First broadcast on on August 5th 2000.

This information is provided by Provet for educational purposes only.

You should seek the advice of your veterinarian if your pet is ill as only he or she can correctly advise on the diagnosis and recommend the treatment that is most appropriate for your pet.

Reptiles and Chelonia possess a thyroid gland which secretes thyroid hormone. If insufficient hormone is secreted hypothyroidism occurs

The thyroid hormones are responsible for many activities in the body including  :

  • Regulating metabolism
  • Activity
  • Growth
  • Temperament
  • Skin production, health and shedding 

Hypothyroidism is reported to occur most frequently in captive herbivorous chelonia particularly giant land tortoises  but it also occurs in smaller specimens and in reptiles eg Green Iguanas.

Causes include :

  • Iatrogenic - primary or secondary thyroid gland disease of unknown cause
  • Iodine deficiency
  • Large intake of goitrogenic vegetables - eg bok choy, Brussels sprouts, broccoli, cabbage, kale, soybean sprouts (tofu), spinach.
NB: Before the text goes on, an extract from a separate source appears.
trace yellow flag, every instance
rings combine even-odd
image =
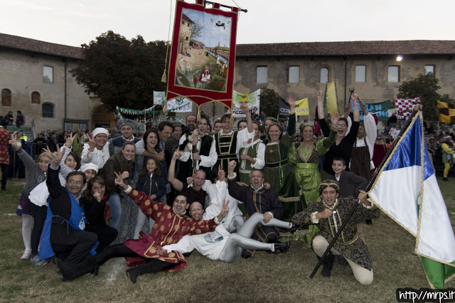
[[[335,81],[329,82],[326,86],[326,106],[331,115],[338,111],[338,97],[336,97],[336,87]]]
[[[308,108],[308,98],[296,101],[296,115],[309,116],[310,112]]]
These plants contain anionic goitrogens - glucosinolates and thiocyanates that bind iodine rendering it unavailable.

Signs of hypothyroidism include :

  • Anorexia
  • Apparent weight gain (may be fluid accumulation)
  • Goitre - enlargement of the thyroid gland
  • Lethargy
  • Oedema - limbs
  • Reduced growth rate

Treatment 1 - iodine deficiency can be corrected by iodine supplementation as :

  • Add sodium iodide supplement to food - in bread (several times a week) - tastes unpleasant
  • Add sodium iodide solution supplement to water - tastes unpleasant
  • Give powdered kelp tablets (contain iodine)
  • Give iodinated casein supplement
  • Avoid goitrogenic foods

The dose rates that have been recommended for iodine supplementation is 2-4mg/kg by mouth every 7 days *, however authors differ in their recommendations,  and one advises that a supplement containing 6-10mg of iodine/kg of supplement should be given with every meal*

Treatment 2 - thyroid hormone replacement therapy

  • Administer thyroxin (T4) orally

The dose rate of levothyroxine that has been recommended for reptiles is 20 micrograms/kg by mouth on alternate days *

* For most reptiles the pharmacokinetics of drugs and precise nutritional requirements have not been evaluated, so these are guidelines only. Also, most drugs are not licensed for use in reptiles, so care is needed.